Is constitution day a day which people have off from work and school or not? I know the 8th December is, just don't know if the 6th is.


----------



## Pesky Wesky (May 10, 2009)

crc said:


> Is constitution day a day which people have off from work and school or not? I know the 8th December is, just don't know if the 6th is.

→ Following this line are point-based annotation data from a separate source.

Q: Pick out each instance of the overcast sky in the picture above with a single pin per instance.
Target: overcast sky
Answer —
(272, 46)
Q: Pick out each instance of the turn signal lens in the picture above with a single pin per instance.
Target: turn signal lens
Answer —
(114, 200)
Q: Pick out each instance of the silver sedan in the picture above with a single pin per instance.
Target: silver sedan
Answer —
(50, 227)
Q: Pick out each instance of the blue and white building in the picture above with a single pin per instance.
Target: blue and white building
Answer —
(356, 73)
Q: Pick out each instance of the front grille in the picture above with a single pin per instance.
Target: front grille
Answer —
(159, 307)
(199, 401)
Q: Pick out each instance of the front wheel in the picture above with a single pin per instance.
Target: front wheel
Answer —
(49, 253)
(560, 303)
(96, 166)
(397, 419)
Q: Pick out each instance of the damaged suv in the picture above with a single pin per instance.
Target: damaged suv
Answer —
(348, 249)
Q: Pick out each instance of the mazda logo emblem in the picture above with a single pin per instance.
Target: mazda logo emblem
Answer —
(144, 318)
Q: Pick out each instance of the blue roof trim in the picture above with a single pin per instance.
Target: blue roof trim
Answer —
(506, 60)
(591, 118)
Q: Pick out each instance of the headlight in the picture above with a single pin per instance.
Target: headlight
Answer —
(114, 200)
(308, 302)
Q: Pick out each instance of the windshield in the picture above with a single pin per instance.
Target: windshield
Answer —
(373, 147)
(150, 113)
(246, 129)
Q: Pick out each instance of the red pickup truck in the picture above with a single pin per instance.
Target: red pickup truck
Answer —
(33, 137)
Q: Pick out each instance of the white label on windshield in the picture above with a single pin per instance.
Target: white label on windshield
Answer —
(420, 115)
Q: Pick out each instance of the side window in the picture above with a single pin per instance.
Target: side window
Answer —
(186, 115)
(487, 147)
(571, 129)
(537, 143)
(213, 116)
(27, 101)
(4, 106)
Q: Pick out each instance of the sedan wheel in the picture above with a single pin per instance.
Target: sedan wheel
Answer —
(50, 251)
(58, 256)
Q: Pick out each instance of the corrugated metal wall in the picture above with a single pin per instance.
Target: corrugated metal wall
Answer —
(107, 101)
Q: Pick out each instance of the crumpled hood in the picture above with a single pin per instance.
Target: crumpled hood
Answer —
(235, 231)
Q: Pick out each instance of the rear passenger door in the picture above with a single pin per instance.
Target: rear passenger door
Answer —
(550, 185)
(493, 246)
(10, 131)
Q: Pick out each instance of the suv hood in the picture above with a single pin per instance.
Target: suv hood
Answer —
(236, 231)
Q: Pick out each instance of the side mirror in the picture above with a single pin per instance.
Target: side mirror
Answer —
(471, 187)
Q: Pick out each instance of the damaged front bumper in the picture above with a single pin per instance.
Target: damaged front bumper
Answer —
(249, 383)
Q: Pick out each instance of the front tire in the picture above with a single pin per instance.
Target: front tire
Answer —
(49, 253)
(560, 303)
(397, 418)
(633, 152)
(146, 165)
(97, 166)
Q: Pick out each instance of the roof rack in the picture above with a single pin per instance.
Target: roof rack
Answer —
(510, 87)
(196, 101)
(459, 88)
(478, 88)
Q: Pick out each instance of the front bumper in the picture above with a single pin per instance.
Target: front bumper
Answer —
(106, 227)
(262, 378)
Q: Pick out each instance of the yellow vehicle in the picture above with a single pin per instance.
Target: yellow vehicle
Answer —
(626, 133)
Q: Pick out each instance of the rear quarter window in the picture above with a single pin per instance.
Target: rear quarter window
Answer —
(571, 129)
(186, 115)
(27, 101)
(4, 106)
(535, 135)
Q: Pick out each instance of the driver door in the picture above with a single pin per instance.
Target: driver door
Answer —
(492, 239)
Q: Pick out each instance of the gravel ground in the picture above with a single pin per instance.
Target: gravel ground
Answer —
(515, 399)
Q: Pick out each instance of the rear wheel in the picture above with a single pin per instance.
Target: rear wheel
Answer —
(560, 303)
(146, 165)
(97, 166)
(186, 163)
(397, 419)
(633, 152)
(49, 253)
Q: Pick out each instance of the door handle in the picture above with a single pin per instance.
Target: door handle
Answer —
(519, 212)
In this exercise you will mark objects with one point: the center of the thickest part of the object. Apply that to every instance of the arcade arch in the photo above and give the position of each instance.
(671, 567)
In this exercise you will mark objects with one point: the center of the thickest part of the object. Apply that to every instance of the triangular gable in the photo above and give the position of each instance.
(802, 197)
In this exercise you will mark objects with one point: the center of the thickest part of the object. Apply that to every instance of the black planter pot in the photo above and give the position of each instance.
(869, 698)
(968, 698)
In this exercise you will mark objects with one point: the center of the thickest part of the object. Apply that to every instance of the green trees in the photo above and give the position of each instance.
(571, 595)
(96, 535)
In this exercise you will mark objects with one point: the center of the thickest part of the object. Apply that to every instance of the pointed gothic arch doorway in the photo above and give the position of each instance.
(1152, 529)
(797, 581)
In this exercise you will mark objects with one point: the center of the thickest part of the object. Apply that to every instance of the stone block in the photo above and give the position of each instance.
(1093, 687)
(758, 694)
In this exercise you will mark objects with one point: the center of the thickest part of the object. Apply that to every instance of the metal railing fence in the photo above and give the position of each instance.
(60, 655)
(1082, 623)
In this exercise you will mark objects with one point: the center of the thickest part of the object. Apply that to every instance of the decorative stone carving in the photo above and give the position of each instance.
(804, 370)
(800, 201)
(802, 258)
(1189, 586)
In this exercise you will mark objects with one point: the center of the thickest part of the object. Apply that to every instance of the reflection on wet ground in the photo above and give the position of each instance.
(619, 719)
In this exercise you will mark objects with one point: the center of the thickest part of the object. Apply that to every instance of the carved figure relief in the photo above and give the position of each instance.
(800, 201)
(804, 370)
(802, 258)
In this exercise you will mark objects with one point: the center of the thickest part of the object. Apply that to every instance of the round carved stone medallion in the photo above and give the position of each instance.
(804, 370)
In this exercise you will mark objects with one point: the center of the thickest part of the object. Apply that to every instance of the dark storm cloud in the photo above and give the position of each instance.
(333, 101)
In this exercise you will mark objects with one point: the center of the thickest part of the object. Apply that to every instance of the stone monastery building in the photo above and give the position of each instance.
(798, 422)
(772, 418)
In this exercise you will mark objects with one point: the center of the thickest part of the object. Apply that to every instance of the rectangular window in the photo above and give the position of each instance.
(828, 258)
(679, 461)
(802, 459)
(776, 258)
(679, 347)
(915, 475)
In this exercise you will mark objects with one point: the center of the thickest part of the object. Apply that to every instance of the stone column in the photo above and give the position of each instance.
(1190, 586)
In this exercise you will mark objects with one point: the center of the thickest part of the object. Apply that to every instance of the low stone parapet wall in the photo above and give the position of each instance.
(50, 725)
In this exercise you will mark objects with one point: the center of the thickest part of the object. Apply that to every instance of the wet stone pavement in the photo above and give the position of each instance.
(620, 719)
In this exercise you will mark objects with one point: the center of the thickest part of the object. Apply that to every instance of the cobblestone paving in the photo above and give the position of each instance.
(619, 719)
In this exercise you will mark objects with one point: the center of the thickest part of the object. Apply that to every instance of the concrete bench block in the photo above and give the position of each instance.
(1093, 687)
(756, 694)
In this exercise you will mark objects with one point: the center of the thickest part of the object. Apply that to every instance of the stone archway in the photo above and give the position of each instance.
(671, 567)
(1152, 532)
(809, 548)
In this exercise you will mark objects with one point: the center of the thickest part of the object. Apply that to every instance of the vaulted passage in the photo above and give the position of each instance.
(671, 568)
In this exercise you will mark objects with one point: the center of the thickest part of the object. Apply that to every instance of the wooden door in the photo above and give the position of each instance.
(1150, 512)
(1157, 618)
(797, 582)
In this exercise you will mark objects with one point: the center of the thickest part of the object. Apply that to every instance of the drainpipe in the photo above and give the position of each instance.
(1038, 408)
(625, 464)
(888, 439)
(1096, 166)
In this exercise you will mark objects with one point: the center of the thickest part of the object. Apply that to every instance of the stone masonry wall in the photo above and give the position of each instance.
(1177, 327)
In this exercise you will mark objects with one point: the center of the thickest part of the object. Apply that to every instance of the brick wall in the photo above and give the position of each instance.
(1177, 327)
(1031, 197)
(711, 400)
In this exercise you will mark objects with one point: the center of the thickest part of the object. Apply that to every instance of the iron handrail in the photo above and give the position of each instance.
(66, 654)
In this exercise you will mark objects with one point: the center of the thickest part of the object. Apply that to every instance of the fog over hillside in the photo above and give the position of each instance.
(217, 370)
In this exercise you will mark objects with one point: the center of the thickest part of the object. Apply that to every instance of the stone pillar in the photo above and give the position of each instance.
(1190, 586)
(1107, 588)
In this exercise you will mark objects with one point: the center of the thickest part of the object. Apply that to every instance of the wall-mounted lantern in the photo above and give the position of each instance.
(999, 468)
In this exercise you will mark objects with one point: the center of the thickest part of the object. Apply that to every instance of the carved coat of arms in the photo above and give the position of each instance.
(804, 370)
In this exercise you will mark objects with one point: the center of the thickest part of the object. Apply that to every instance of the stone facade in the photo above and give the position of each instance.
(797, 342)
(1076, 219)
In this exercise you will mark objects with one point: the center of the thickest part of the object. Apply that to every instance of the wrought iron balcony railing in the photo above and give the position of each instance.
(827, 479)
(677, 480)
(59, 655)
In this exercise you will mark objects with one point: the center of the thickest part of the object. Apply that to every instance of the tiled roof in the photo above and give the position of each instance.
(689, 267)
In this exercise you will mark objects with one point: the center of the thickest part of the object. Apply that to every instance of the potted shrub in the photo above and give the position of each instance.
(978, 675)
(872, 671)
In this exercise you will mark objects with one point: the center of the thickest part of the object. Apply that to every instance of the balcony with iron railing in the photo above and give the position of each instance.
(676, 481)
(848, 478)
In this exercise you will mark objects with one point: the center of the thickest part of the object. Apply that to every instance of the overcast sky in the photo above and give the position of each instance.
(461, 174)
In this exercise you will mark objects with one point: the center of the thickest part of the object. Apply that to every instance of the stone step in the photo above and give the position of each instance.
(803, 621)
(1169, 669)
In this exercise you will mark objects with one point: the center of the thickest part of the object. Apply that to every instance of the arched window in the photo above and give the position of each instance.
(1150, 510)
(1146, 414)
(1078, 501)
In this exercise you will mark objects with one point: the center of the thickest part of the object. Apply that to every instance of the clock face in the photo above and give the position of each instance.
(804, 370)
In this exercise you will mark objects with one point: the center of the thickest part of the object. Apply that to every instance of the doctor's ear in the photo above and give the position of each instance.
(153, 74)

Yes. The 6th and the 8th of December are National holidays and are always non working. The good thing is that when they fall, as they do this year, with a week day in the middle, you might get the day in between off as well, but it's not a national holiday. It's up to each individual institution.
Here's a list of the national holidays which are 12 and each town or municipio decides 2 more days I think it is to make a total of 14 DAYS holiday a year.
¡¡VIVA ESPAÑA!!
 Calendario Laboral 2010 España - Dias Festivos España 2010 Foro Industrial


----------



## gus-lopez (Jan 4, 2010)

As pesky says , it's a monday & wednesday this year so the tuesday is guaranteed to be taken as well. The best one is when they fall on tuesday & thursday as they will take the monday & the friday for two long weekends & there's no point going in for wednesday only is there ? So now you've got a complete week . I commented a few years back when this happened that we had two 'puentes' ( bridges ) & got the reply , "No, no son puentes es un viaducto ! " :lol: :lol: :lol: :clap2:


----------